On the eighth floor of the Labor Department's building on 6th Street NW sits a burly, balding, bearded man who has been the spokesman for the government's job training programs for more than 25 years.
When you want some statistics on unemployment insurance or job training, everyone in town knows that the thing to do is to "call Jack."
But what they often don't know is that Jack Hashian is also a novelist: of history, blood and intrigue.
For years the undercover writer of a well-known mystery series, which by contract he is still forbidden to identify, Hashian went public last fall and wrote his first novel under his own name.
The head of public affairs for the Employment and Training Administration was born in Boston, but as a youth he listened to his father's tales of the Turkish violence against Armenians in the early part of the century.
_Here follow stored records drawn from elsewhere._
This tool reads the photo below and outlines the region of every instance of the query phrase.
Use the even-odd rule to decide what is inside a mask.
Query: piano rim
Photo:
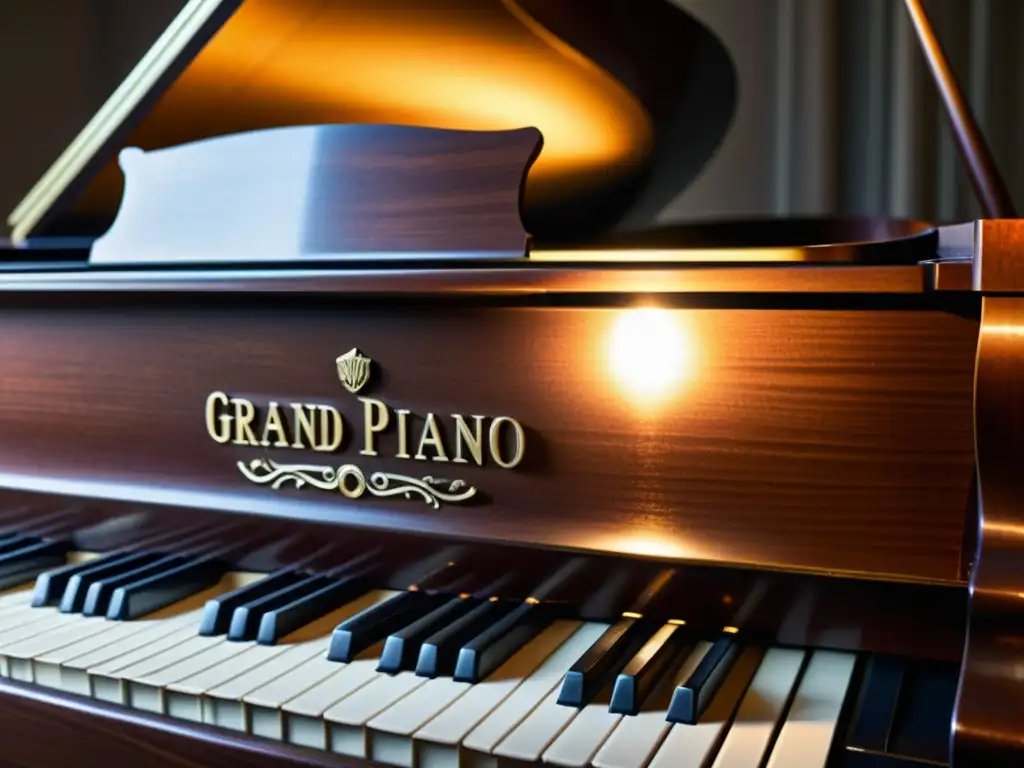
[[[303,293],[366,295],[546,296],[558,294],[893,294],[938,290],[933,265],[711,265],[604,263],[565,265],[528,260],[256,264],[248,268],[182,264],[99,268],[87,264],[0,266],[3,293]],[[970,271],[970,262],[948,264]],[[945,290],[943,294],[951,295]],[[971,295],[969,291],[957,292]]]

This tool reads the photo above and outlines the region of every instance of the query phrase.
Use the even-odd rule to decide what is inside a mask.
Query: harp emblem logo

Now he has distilled those stories, backed up by his readings of British Foreign Office reports on Turkey written by historian Arnold J. Toynbee, into a historical novel, "Mamigon."
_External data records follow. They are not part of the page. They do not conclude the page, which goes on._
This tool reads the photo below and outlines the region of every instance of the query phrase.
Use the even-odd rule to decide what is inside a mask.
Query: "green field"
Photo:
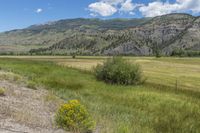
[[[64,100],[79,99],[100,133],[199,133],[200,58],[125,57],[142,66],[138,86],[97,81],[107,57],[1,57],[0,68],[27,77]]]

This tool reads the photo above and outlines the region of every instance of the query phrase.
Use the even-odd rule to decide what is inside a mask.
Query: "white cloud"
[[[136,0],[135,0],[136,1]],[[169,13],[192,12],[200,13],[200,0],[154,0],[148,4],[135,3],[133,0],[98,0],[88,6],[92,16],[111,16],[117,12],[134,15],[135,11],[144,17],[154,17]]]
[[[199,13],[200,12],[200,0],[177,0],[179,3],[181,3],[182,8],[191,10],[193,13]]]
[[[135,5],[133,5],[132,0],[126,0],[124,3],[121,4],[120,11],[129,12],[132,11],[135,8]]]
[[[41,13],[41,12],[43,12],[43,9],[42,8],[38,8],[35,12],[36,13]]]
[[[155,1],[139,8],[145,17],[154,17],[174,12],[200,13],[200,0],[176,0],[175,3]]]
[[[129,12],[130,15],[135,15],[135,12]]]
[[[99,0],[88,6],[92,16],[111,16],[116,12],[133,14],[133,10],[138,4],[133,4],[132,0]]]
[[[100,0],[100,1],[108,3],[110,5],[118,5],[120,3],[124,3],[126,0]]]
[[[128,12],[129,14],[133,14],[133,10],[141,6],[143,6],[143,4],[135,4],[132,2],[132,0],[126,0],[121,4],[121,8],[119,10],[121,12]]]
[[[90,14],[92,16],[101,15],[106,17],[111,16],[117,12],[117,9],[115,7],[105,2],[92,3],[88,7],[89,10],[92,12]]]
[[[163,3],[160,1],[149,3],[147,6],[142,6],[139,11],[145,17],[154,17],[174,12],[179,8],[177,4]]]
Opening in an Armenian village in Anatolia in July, 1915, the novel details the struggles and adventures of Mamigon, a giant Armenian warrior who sees 23 members of his family killed in a Turkish raid on his village.
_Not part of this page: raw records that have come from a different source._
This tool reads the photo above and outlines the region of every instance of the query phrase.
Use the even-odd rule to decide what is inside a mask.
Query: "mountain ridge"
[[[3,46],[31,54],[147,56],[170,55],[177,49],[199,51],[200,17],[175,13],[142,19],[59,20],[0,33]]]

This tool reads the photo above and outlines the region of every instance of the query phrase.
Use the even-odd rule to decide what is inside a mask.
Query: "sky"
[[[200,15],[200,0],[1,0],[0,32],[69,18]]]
It ends on the streets of Boston, where the hero has settled and pursued his quest for revenge in this country.
"The theme of the book is that hate is a waste of time," said Hashian, referring to recent acts of Armenian counterterrorism that he regards as fruitless. "The terrorists are killing Turks today that are as innocent as the Mamigon's Armenian family was in 1915."
The former Boston newspaperman is the chief press spokesman for a cluster of programs, including the giant unemployment insurance program and the U.S. job service, a network of public employment offices all over the country, as well as the government's job training programs, including the old Comprehensive Employment and Training Act program, the Job Corps and the new Job Training Partnership Act program.
During the days when the public service jobs program was being criticized for alleged mismanagement, Hashian had to take a lot of heat from reporters. But he handles such confrontations with good spirits and gives as well as he gets.
People around his office have known he was a novelist for about 10 years, but they have never revealed the name under which he has written and sold millions of books.
How does someone who is usually in his office by 6 a.m. combine novels with government flackery?
Self-discipline is the answer, he says, learned from William Saroyan, a distant cousin, who told him, "The only way to write, kid, is to sit down and plant your rear on a chair in front of a typewriter and keep working and don't move."
So Hashian goes home each night, eats and watches TV from 6 to 9, then writes until midnight six nights a week. That determination has produced 21 novels, the first 17 of which--about the American Indian wars and the War of 1812-- never were published.
Since then, he's done better. Two mysteries and a manhunt novel sold well and made quite a bit of money for him.
He could retire on his earnings from his books, but he doesn't plan to for a while. He's only 57, and besides, "I need a structured existence," he says, recalling how he worked on two New England papers, one in the morning, the other in the afternoon, simultaneously, as a young man.
But eventually, he says he wants to go to Maine and spend the rest of his life writing more novels. Right now he's writing another thriller under his own name, this one about the Panama Canal. It's due out next spring.